7th Minister for Foreign Affairs of Abkhazia
- In office 26 February 2010 – 11 October 2011
- President: Sergei Bagapsh Alexander Ankvab
- Prime Minister: Sergei Shamba
- Preceded by: Sergei Shamba
- Succeeded by: Viacheslav Chirikba

Personal details
- Born: 13 March 1976 (age 50) Sukhumi
- Alma mater: Gorlovsky State Institute for Foreign Languages

= Maxim Gvinjia =

Abkhazian politician (born 1976)

Maxim Gvinjia (Максим Ӷәынџьиа, მაქსიმ ღვინჯია) is the former Minister of Foreign Affairs of Abkhazia. Before he was appointed on 26 February 2010 to replace Sergei Shamba, Gvinjia had served as Deputy Minister for Foreign Affairs since 1 March 2004.

==Early life and career==

Gvinjia was born on 13 March 1976 in Sukhumi. In 1998, he graduated from the Gorlovsky State Institute for Foreign Languages in Ukraine. Gvinjia is a member of the Abkhazian Committee to Ban Land Mines and has written a number of papers on the subject.
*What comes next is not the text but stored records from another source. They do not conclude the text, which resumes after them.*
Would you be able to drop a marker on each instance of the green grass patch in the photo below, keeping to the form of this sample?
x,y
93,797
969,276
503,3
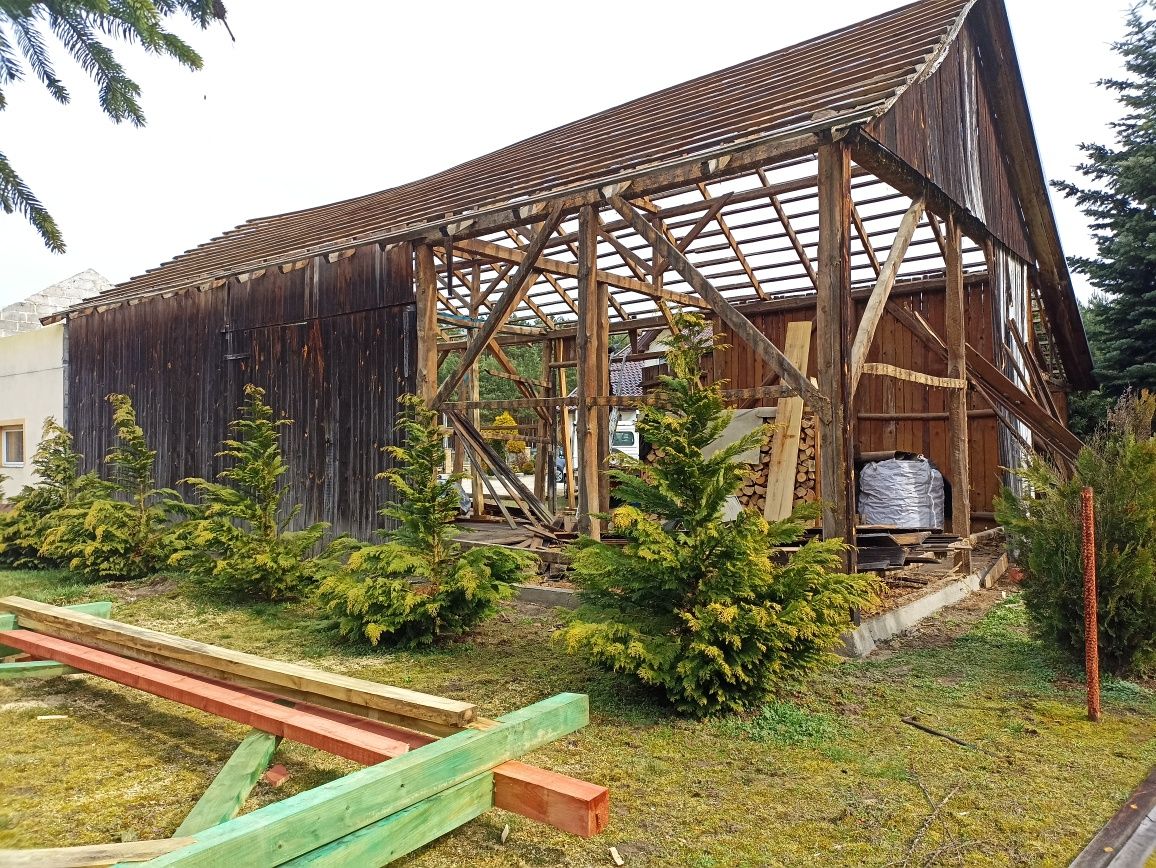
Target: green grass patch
x,y
825,774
In 2014, Éric Baudelaire directed a documentary film, Letters to Max, based on a correspondence with Gvinjia, to whom Baudelaire sent a series of letters from Paris to test whether the French postal system would deliver mail to a state it doesn't recognize. Gvinjia received many of the letters, and responded with voice recordings that became the voiceover for the film.